Catalina
Norfolk House, Lambeth, 12 de julio de 1540
Ya está. Ha tardado seis días. El rey se ha librado de su reina, a la que desposó legalmente, de manera que ya puede casarse conmigo. Mi abuela dice que he de prepararme para ocupar el puesto más importante que existe en este reino y pensar qué damas de compañía voy a elegir para que me sirvan, y a quién voy a premiar con los puestos y honorarios que tengo a mi disposición. No albergo ninguna duda respecto de que en primer lugar serán mis parientes Howard. Mi tío dice que no debo olvidarme de pedirle consejo para todas las cosas y no ser una tonta mujerzuela como mi prima Ana. ¡Y que no debo olvidar lo que le sucedió a ella! Como si no fuera a acordarme.
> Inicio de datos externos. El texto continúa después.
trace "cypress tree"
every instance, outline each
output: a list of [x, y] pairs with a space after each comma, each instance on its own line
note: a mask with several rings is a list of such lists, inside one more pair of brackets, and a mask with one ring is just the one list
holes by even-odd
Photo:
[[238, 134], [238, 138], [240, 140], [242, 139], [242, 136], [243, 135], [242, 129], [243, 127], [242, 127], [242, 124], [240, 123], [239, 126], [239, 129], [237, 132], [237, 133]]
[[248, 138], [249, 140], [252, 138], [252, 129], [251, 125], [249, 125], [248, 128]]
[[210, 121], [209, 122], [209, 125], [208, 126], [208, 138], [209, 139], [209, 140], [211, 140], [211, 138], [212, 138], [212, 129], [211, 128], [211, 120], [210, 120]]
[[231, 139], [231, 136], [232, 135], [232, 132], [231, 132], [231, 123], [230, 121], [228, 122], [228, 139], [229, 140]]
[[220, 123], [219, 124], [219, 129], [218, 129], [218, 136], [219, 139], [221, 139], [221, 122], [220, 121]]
He mirado al rey de reojo por debajo de las pestañas, le he sonreído, le he hecho una reverencia inclinándome hacia adelante para que pudiera ver mis senos, y me he puesto la cofia muy hacia atrás para dejar ver mi rostro. Ahora resulta que todo ha ido más de prisa de lo que podría haber imaginado, todo está ocurriendo demasiado de prisa. Todo está ocurriendo con independencia de que yo lo quiera o no.
Deseo casarme con el rey Enrique de Inglaterra. A la reina Ana la han dejado a un lado. No puede salvarla nada, nada puede frenar al rey, nada puede salvarme a mí… Ay, no debería haber dicho eso. Debería haber dicho que nada puede impedirme que sea dichosa. Eso es lo que quería decir: que nada puede impedirme que sea dichosa. El rey me llama su rosa. Me llama su rosa sin espinas. Cada vez que lo dice pienso que es justamente el apodo cariñoso con que podría llamar un padre a su hija. No es el apodo que da un amante. No lo es en absoluto.